When the results of her exam arrived, she has passed, so Napari asked his daughter to come back to continue her education. She is now studying at Kariga Senior High School.

According to Napari, “If I had not been involved in the project activities, I would not have cared to pressure her to come back. The awareness and knowledge I gained from the sensitization meetings of the project made me encourage my daughter to come back and to find a Senior High School which I could afford to send her to.”

Due to the sensitization of both children and parents through the human rights project, girls are no longer dropping out of school even when they have to repeat classes. Records show that there are 27 girls in form 2 of the Kanshegu JHS compared to 13 last year. This used to be the Form where many girls would drop out.

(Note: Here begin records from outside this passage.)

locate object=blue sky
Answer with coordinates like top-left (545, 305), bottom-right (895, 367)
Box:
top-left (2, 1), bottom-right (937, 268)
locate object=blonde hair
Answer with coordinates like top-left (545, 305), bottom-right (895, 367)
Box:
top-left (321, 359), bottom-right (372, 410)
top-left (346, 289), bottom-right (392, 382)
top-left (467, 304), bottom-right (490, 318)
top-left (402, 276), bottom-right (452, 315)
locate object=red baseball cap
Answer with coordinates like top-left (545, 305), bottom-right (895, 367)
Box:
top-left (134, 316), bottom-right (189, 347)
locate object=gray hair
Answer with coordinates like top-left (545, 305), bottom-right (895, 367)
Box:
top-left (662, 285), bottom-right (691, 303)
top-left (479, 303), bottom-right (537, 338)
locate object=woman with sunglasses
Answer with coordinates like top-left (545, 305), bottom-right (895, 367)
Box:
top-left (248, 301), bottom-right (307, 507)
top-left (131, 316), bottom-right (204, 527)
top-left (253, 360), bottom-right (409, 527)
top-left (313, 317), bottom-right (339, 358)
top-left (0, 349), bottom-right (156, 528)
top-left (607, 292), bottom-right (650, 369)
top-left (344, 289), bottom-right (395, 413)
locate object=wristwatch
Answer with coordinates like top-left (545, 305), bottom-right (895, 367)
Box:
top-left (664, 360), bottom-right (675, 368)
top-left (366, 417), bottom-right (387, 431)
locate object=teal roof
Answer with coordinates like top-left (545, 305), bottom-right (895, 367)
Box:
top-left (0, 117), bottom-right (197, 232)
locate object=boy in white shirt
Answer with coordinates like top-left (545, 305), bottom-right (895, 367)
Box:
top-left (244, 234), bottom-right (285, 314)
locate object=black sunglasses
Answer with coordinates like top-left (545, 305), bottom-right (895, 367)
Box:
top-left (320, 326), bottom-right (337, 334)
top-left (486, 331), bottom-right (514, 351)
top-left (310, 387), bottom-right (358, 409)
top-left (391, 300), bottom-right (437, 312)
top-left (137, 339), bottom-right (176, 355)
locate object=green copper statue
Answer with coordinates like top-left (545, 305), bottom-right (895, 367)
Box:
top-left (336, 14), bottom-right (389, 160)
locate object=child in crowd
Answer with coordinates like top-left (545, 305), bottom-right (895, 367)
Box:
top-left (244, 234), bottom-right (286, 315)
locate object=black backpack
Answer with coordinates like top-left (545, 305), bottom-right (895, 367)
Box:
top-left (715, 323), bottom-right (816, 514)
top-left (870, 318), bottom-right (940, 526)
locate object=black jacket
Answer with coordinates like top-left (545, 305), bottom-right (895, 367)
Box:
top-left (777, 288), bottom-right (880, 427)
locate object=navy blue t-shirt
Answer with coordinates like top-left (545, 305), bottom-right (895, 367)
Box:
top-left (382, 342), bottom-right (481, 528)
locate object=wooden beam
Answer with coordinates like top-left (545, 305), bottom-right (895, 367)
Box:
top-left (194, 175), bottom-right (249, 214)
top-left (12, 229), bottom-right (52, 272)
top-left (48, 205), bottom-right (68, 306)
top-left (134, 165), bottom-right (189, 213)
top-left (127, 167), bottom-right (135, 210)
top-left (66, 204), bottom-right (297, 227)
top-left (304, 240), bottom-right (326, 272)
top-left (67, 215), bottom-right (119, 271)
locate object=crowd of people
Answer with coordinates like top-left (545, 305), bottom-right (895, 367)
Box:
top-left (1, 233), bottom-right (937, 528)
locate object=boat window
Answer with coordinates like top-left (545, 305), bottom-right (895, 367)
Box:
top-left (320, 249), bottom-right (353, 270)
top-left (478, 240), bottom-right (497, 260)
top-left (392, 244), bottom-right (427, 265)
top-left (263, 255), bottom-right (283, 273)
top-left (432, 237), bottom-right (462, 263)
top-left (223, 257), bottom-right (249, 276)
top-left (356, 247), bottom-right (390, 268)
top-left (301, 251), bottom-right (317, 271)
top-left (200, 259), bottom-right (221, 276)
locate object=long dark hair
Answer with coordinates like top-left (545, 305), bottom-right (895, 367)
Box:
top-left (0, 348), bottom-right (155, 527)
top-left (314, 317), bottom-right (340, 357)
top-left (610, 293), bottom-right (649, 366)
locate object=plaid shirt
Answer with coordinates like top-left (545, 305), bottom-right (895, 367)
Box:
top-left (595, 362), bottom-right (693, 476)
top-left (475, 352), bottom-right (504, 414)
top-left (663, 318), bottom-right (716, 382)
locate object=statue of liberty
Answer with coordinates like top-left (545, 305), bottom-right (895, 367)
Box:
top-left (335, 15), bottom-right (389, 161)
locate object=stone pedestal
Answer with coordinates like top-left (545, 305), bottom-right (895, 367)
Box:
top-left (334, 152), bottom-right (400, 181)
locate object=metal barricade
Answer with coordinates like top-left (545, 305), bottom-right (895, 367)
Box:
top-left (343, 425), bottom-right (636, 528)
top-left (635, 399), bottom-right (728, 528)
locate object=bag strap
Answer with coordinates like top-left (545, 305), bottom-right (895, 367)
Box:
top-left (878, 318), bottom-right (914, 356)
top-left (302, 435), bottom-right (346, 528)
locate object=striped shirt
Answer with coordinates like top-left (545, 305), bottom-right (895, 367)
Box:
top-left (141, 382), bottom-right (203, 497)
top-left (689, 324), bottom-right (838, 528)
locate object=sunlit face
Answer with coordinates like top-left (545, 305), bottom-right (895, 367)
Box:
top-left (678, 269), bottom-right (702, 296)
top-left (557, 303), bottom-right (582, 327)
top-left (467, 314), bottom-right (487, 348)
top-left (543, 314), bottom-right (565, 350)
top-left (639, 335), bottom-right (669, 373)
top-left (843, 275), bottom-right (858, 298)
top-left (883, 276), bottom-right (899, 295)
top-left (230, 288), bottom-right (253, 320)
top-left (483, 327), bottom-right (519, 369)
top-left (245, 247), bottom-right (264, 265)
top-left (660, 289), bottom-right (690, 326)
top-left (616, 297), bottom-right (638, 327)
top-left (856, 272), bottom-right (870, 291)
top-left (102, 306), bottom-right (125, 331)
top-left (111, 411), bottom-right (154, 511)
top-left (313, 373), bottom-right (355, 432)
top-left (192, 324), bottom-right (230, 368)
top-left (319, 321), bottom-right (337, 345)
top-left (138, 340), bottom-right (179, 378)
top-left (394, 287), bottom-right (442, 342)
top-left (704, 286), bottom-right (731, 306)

The most significant changes seen by a majority of stakeholders in Kanshegu are an increase in the retention of girls in school, parents and guardians are more responsible towards the education of their children, while there is improved school attendance and academic performance of children.

Also, participation in various project activities such as quizzes, debates and sensitization meetings have contributed to raised awareness of students, particularly around child rights. This has further contributed to making girls confident and bold when approaching their parents and teachers. They have even been confident enough to put their issues and problems in front of their parents in PTA meetings.

Many parents and teachers agree that girls who used to be shy are becoming more confident in speaking publicly. The fact that not a single girl became pregnant in the school last year also indicates their increased level of awareness due to the project activities. In past years it was quite common to find girls pregnant in the school.

An impact assessment study on the micro-projects says in order to achieve greater impact it is important that awareness and sensitization ensuing from Human Rights Education (HRE) results in positive actions and eventually change, adding. “It should lead to changes in the attitudes and behaviours of different actors as well as empowerment of the communities involved that they are able to claim their rights.”

According to the study, considering the forces that are against these communities- such as poverty, patriarchy, strong cultural beliefs that enforce harmful traditional practices- it is likely that the small successes of the micro-projects may end up becoming ‘beautiful sand castles built during low-tide.’

The study says, “Unless these successes are reinforced by linking them with broader campaigns or other initiatives that further build their capacity to engage duty bearers and claim their rights, they may not be sustainable.”

The study was a collaborative initiative between the Africa Human Rights Education (AHRE) Project team, the Learning and Impact Unit (IPU), which aims to advance learning around effective planning, delivery, monitoring and evaluation of uman Rights Education micro-projects.